Kalburgi believed in 12th century Bhakti saint Basavanna’s philosophy of a caste-less order that was free from religious ritual mediated by a priest. He did not believe in conducting religious rituals. Given Kalburgi’s rationalist views, it is perhaps only natural that his friends, intellectuals, long-time associates and other writers have rallied around the demand for an anti-superstition law as a tribute to him.

At a meeting of “like-minded people” on Tuesday, Kalburgi’s son Shrivijaya Kalburgi, Govind Pansare’s daughter-in-law Megha Pansare and Narendra Dabholkar’s daughter Mukta Dabholkar possibly met each other for the first time. It was heartening to see speaker after speaker condemn intolerance and demand justice for the writer. One of the demands put before the chief minister when the trio met him, was that the state pass the anti-superstition bill.

But the loud demands to enact the anti-superstition law, which has been hanging fire for over a year, should have come five months ago. In fact, the whole country should have gone all Delhi-gang-rape-protest-like – in the days after March 19, 2015, when two men in Santhemarahalli village in Chamrajnagar district were beheaded in a case of suspected human sacrifice. 

Initially the Kannada media merely reported that a man named Mahadeva had allegedly beheaded two agricultural labourers Krishnaiah (47) and Nanjaiah (60) in a fit of anger after they refused to do something that he had asked them to do.

However, Nanjaiah’s wife Mahadevamma told The News Minute that her husband had never worked for Mahadeva in 15 years and did not know him either.  She said that he had worked for a Congress leader, who had called him early that morning to ask him to come to work. The bodies of Nanjaiah and Krishnaiah were found not on their regular employers’ land, but on Mahadeva’s land.

Chamrajnagar is infamous for the practice of witchcraft. So much so, that a superstition has grown around the district since the 1980s: any chief minister who visites the district loses his position.

According to a fact-finding team that visited the spot on the day of the incident, several aspects of the murders suggested that it could have been a human sacrifice. Police however, have dismissed these claims. The case is now being investigated by the CID.

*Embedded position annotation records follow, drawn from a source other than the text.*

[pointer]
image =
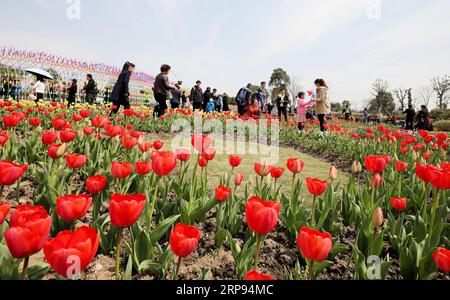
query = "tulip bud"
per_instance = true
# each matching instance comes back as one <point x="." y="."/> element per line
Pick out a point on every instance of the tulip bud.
<point x="378" y="218"/>
<point x="61" y="151"/>
<point x="332" y="173"/>
<point x="376" y="181"/>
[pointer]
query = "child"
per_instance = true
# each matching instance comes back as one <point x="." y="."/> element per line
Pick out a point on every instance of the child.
<point x="302" y="108"/>
<point x="211" y="106"/>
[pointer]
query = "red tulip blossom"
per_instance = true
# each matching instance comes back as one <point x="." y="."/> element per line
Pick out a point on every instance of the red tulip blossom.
<point x="143" y="168"/>
<point x="29" y="229"/>
<point x="75" y="161"/>
<point x="73" y="207"/>
<point x="163" y="163"/>
<point x="314" y="245"/>
<point x="96" y="184"/>
<point x="184" y="239"/>
<point x="235" y="160"/>
<point x="376" y="163"/>
<point x="121" y="170"/>
<point x="262" y="216"/>
<point x="71" y="252"/>
<point x="125" y="210"/>
<point x="10" y="173"/>
<point x="316" y="186"/>
<point x="222" y="193"/>
<point x="399" y="204"/>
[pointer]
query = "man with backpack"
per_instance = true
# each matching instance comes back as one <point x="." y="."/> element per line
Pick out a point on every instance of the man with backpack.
<point x="90" y="89"/>
<point x="243" y="99"/>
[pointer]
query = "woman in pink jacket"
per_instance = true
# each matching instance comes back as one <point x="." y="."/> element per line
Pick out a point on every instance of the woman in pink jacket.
<point x="302" y="109"/>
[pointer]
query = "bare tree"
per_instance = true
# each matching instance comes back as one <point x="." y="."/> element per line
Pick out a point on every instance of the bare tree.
<point x="425" y="95"/>
<point x="441" y="85"/>
<point x="380" y="86"/>
<point x="401" y="95"/>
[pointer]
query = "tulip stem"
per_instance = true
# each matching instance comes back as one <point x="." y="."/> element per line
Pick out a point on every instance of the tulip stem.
<point x="119" y="242"/>
<point x="177" y="269"/>
<point x="152" y="207"/>
<point x="259" y="240"/>
<point x="25" y="268"/>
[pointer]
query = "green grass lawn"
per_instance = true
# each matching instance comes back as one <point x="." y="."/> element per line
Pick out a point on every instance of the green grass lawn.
<point x="314" y="168"/>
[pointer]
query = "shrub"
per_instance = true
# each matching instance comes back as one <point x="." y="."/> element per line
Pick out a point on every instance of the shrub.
<point x="442" y="125"/>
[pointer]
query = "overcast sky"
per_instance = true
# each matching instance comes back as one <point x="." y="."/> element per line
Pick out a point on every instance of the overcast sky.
<point x="228" y="43"/>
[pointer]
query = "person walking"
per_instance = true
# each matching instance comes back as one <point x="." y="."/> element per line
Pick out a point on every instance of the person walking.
<point x="302" y="109"/>
<point x="120" y="95"/>
<point x="90" y="89"/>
<point x="207" y="97"/>
<point x="162" y="89"/>
<point x="225" y="102"/>
<point x="39" y="89"/>
<point x="197" y="96"/>
<point x="175" y="102"/>
<point x="322" y="101"/>
<point x="410" y="113"/>
<point x="243" y="99"/>
<point x="72" y="92"/>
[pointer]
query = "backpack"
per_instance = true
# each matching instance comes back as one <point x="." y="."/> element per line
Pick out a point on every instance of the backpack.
<point x="242" y="95"/>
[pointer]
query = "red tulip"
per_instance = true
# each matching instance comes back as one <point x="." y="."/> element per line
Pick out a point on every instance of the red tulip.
<point x="222" y="193"/>
<point x="49" y="137"/>
<point x="125" y="210"/>
<point x="67" y="136"/>
<point x="143" y="168"/>
<point x="202" y="162"/>
<point x="183" y="155"/>
<point x="4" y="211"/>
<point x="73" y="207"/>
<point x="235" y="160"/>
<point x="71" y="252"/>
<point x="401" y="166"/>
<point x="376" y="163"/>
<point x="262" y="216"/>
<point x="35" y="122"/>
<point x="10" y="173"/>
<point x="314" y="245"/>
<point x="255" y="276"/>
<point x="238" y="178"/>
<point x="121" y="170"/>
<point x="88" y="130"/>
<point x="276" y="172"/>
<point x="209" y="154"/>
<point x="158" y="145"/>
<point x="399" y="204"/>
<point x="29" y="229"/>
<point x="262" y="169"/>
<point x="184" y="239"/>
<point x="201" y="142"/>
<point x="85" y="113"/>
<point x="163" y="163"/>
<point x="75" y="161"/>
<point x="316" y="187"/>
<point x="57" y="151"/>
<point x="442" y="259"/>
<point x="376" y="181"/>
<point x="295" y="165"/>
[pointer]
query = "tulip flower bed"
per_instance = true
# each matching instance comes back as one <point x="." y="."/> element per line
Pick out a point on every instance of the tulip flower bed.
<point x="88" y="196"/>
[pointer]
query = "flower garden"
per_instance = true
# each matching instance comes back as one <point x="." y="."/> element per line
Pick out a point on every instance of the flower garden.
<point x="89" y="196"/>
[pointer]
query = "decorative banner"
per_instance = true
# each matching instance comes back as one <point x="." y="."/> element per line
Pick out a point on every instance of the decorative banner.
<point x="70" y="68"/>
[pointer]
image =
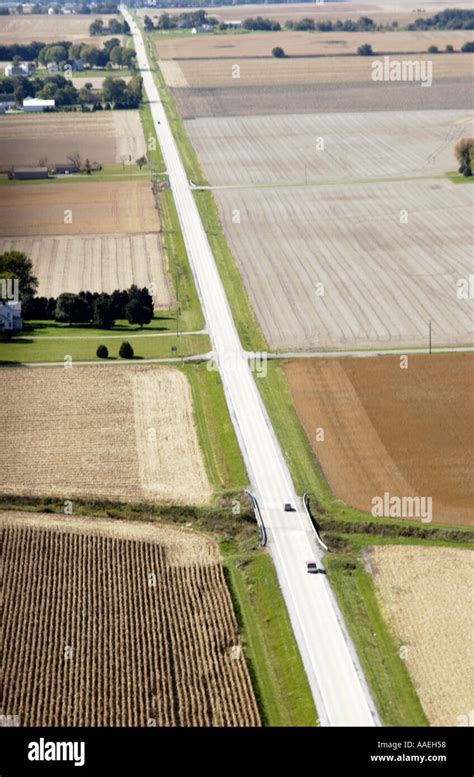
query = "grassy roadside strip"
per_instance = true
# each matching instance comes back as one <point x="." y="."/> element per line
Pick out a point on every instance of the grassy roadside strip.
<point x="377" y="648"/>
<point x="22" y="349"/>
<point x="224" y="463"/>
<point x="153" y="152"/>
<point x="191" y="315"/>
<point x="278" y="675"/>
<point x="251" y="335"/>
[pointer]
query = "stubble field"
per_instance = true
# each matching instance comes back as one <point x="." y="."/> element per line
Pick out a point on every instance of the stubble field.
<point x="307" y="44"/>
<point x="429" y="607"/>
<point x="345" y="146"/>
<point x="408" y="432"/>
<point x="124" y="433"/>
<point x="101" y="263"/>
<point x="337" y="266"/>
<point x="107" y="137"/>
<point x="128" y="627"/>
<point x="94" y="237"/>
<point x="78" y="209"/>
<point x="403" y="11"/>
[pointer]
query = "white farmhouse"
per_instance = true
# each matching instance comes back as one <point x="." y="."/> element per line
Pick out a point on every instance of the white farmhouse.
<point x="10" y="317"/>
<point x="35" y="105"/>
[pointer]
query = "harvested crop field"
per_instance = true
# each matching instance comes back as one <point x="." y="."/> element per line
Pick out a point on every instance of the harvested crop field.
<point x="119" y="628"/>
<point x="315" y="72"/>
<point x="291" y="99"/>
<point x="403" y="11"/>
<point x="88" y="236"/>
<point x="107" y="137"/>
<point x="413" y="437"/>
<point x="78" y="209"/>
<point x="124" y="433"/>
<point x="429" y="607"/>
<point x="101" y="263"/>
<point x="281" y="149"/>
<point x="337" y="266"/>
<point x="307" y="44"/>
<point x="49" y="29"/>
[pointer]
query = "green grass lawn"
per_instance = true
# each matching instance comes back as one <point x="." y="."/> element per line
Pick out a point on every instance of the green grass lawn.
<point x="44" y="349"/>
<point x="224" y="462"/>
<point x="160" y="324"/>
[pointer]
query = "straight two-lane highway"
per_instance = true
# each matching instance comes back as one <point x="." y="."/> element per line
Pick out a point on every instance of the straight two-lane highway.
<point x="338" y="686"/>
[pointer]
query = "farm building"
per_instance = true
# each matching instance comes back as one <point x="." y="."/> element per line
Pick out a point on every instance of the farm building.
<point x="65" y="169"/>
<point x="29" y="173"/>
<point x="35" y="105"/>
<point x="10" y="317"/>
<point x="6" y="104"/>
<point x="23" y="69"/>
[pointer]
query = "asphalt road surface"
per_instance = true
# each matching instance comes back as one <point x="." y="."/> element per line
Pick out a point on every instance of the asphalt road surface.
<point x="336" y="680"/>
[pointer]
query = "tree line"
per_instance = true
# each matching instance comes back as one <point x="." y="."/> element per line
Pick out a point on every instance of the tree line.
<point x="66" y="53"/>
<point x="115" y="92"/>
<point x="114" y="27"/>
<point x="100" y="310"/>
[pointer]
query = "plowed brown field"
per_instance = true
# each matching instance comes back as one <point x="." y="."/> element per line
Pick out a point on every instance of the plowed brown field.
<point x="408" y="432"/>
<point x="430" y="608"/>
<point x="78" y="209"/>
<point x="107" y="629"/>
<point x="125" y="433"/>
<point x="108" y="138"/>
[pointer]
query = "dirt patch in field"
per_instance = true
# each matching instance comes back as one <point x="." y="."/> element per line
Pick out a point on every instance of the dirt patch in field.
<point x="100" y="263"/>
<point x="427" y="597"/>
<point x="86" y="431"/>
<point x="108" y="137"/>
<point x="140" y="639"/>
<point x="335" y="267"/>
<point x="407" y="432"/>
<point x="78" y="209"/>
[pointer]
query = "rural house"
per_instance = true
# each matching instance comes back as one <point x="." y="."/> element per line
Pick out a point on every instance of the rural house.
<point x="35" y="105"/>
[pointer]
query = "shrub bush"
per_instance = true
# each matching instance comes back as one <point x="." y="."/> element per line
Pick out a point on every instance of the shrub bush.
<point x="126" y="350"/>
<point x="102" y="352"/>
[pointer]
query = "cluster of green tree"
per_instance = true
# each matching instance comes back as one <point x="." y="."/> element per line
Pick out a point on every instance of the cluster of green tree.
<point x="450" y="19"/>
<point x="91" y="308"/>
<point x="115" y="92"/>
<point x="114" y="27"/>
<point x="125" y="351"/>
<point x="16" y="265"/>
<point x="464" y="153"/>
<point x="185" y="20"/>
<point x="65" y="52"/>
<point x="257" y="24"/>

Activist Sanghasena says that a human body would have around four to five litres of blood, while there was none at the spot where two people were allegedly beheaded. He also says that the two men were permanently and separately employed by two Lingayat men, whereas their bodies were found in another person’s land. The two men did not even know each other, according to their families.

There is one factor in all this. Krishnaiah and Nanjaiah were Dalits, a fact that skeptics say invalidates claims that the two men were victims of a black magic ritual.

A member of the committee which drafted the anti-superstition bill and an expert on black magic Arvind Malagatti however, told Hindustan Times that Dalits were actually preferred, in such rituals, even though they are otherwise considered untouchable by upper caste people.

In a conversation in March, another member of the drafting committee Vasundhara Bhupati had told The News Minute that the instances of suspected black magic rituals had caused much harm to its victims and that a strict law was needed to tackle it.

If there is any truth to the claims of the activists who say that the two beheadings were murders for a human sacrifice, then demands for an anti-superstition law should have been as loud, as frequent, and as insistent, as the coverage on Indrani Mukerjea.

But what we heard was a deafening silence that was made audible by the loudness of the demand in the aftermath of MM Kalburgi’s murder. It isn’t that one is less deserving than the other, but that both equally deserved our attention.